While the creation of an energy deficit (ED) is required for weight loss, it is well documented that actual weight loss is generally lower than what expected based on the initially imposed ED, a result of adaptive mechanisms that are oppose to initial ED to result in energy balance at a lower set-point. In addition to leading to plateauing weight loss, these adaptive responses have also been implicated in weight regain and weight cycling (add consequences). Adaptions occur both on the intake side, leading to a hyperphagic state in which food intake is favored (elevated levels of hunger, appetite, cravings etc.), as well as on the expenditure side, as adaptive thermogenesis reduces energy expenditure through compensatory reductions in resting metabolic rate (RMR), non-exercise activity expenditure (NEAT) and the thermic effect of food (TEF).
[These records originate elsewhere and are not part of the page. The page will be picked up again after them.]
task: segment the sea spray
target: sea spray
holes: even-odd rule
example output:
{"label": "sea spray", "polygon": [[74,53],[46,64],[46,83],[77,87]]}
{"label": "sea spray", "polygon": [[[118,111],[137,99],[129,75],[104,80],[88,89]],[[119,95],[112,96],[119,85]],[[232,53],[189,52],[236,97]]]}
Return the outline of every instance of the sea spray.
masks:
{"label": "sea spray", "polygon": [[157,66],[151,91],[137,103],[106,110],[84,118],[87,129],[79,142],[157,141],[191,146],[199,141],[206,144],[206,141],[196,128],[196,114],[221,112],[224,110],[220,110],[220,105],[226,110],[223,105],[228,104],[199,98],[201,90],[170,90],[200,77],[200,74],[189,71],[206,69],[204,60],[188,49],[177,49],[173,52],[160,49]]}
Two strategies that have been utilized to improve weight loss outcomes include increasing dietary protein content and increasing energy flux during weight loss. Preliminary data from our group and others demonstrate that both approaches - especially when combined - have the capacity to reduce the hyperphagic response and attenuate reductions in energy expenditure, thereby minimizing the adaptive mechanisms implicated in plateauing weight loss, weight regain and weight cycling. Past research has largely focused on one specific component of energy balance (e.g. hunger or RMR) rather than assessing the impact of these strategies on all components of energy balance. Given that all components of energy balance are strongly connected with each other and therefore can potentially negate beneficial impacts on one specific component, the primary objective of this application is to use a comprehensive approach that integrates all components of energy balance to quantify the changes in response to a high protein and high energy flux, alone and in combination, during weight loss (Fig 1). Our central hypothesis is that a combination of high protein intake and high energy flux will be most effective at minimizing both metabolic and behavioral adaptations in several components of energy balance such that the hyperphagic state and adaptive thermogenesis are attenuated to lead to superior weight loss results and long-term weight maintenance.